Early pioneers in Eagle and the surrounding area spent nearly all their time gathering enough food and wood to survive the cold long winter until the next planting season. As time went by, farmers cleared more fields for planting, and with the growth of industry in large cities like Milwaukee and Chicago, the demand for grain increased. By the late 19th century, local farmers produced more than enough grain for their families, and were able to sell their excess to grain dealers.
The first grain storage bins were flat warehouses holding grain in sacks or barrels, but by the beginning of the 20th century, the increased demand by cities, and greater production by farmers, required a new way to handle and move large amounts of grain quickly. Grain elevators were developed to meet the demand to receive, store, and transfer grain in bulk quantities.

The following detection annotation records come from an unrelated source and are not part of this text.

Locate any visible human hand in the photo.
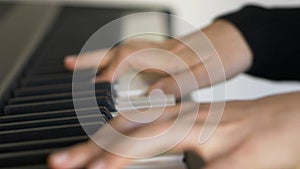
[65,20,252,98]
[49,92,300,169]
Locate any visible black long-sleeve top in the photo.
[219,6,300,80]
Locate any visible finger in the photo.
[64,49,115,70]
[146,64,206,98]
[87,153,132,169]
[90,122,189,169]
[48,141,101,169]
[204,152,247,169]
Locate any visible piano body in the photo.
[0,2,202,169]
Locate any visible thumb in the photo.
[146,76,181,98]
[204,152,247,169]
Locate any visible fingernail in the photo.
[65,55,75,62]
[149,89,165,96]
[52,152,69,165]
[89,161,105,169]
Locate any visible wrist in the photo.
[203,19,253,78]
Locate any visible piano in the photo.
[0,2,203,169]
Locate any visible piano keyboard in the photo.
[0,3,123,168]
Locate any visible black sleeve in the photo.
[219,6,300,80]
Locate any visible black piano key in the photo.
[21,71,93,86]
[0,107,109,124]
[4,97,116,115]
[0,122,105,144]
[0,149,57,169]
[0,136,89,154]
[14,82,111,97]
[21,73,75,86]
[8,90,112,105]
[0,114,106,132]
[25,65,70,76]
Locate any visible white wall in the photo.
[36,0,300,27]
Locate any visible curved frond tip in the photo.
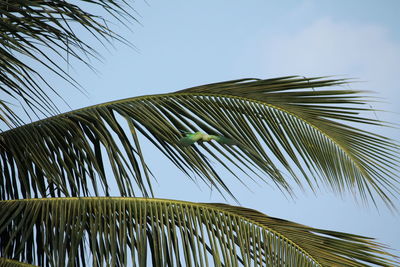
[0,0,134,118]
[0,77,400,206]
[0,197,399,267]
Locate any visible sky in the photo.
[34,0,400,262]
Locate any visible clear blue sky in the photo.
[54,0,400,260]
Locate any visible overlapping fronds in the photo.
[0,258,37,267]
[0,197,396,267]
[0,0,133,120]
[0,77,399,204]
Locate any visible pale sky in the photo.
[44,0,400,260]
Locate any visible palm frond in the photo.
[0,77,399,205]
[0,197,396,267]
[0,0,133,120]
[0,258,37,267]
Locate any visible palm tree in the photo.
[0,0,399,266]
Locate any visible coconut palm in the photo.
[0,0,399,266]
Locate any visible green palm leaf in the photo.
[0,197,396,267]
[0,258,36,267]
[0,77,399,207]
[0,0,136,119]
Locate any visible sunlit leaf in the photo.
[0,197,399,267]
[0,0,134,119]
[0,77,399,205]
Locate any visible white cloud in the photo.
[264,19,400,104]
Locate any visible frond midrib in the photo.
[0,93,370,183]
[0,197,323,266]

A grain elevator is a structure that stores dry grains, handling grain in bulk rather than bags or sacks, and then stores, moves, and sorts grain vertically. Vertical storage proved to be the best method of handling grain because, once elevated, the grain flows by gravity in tall, narrow bins, therefore less power and labor are needed.
“Rural” or “country elevators”, like the one in Eagle, were located along railroad sidetracks and received most of their grain from local farmers. Rural elevators were designed to a standard plan so loading and unloading railroad cars was easy and quick. That’s why so many of them look similar.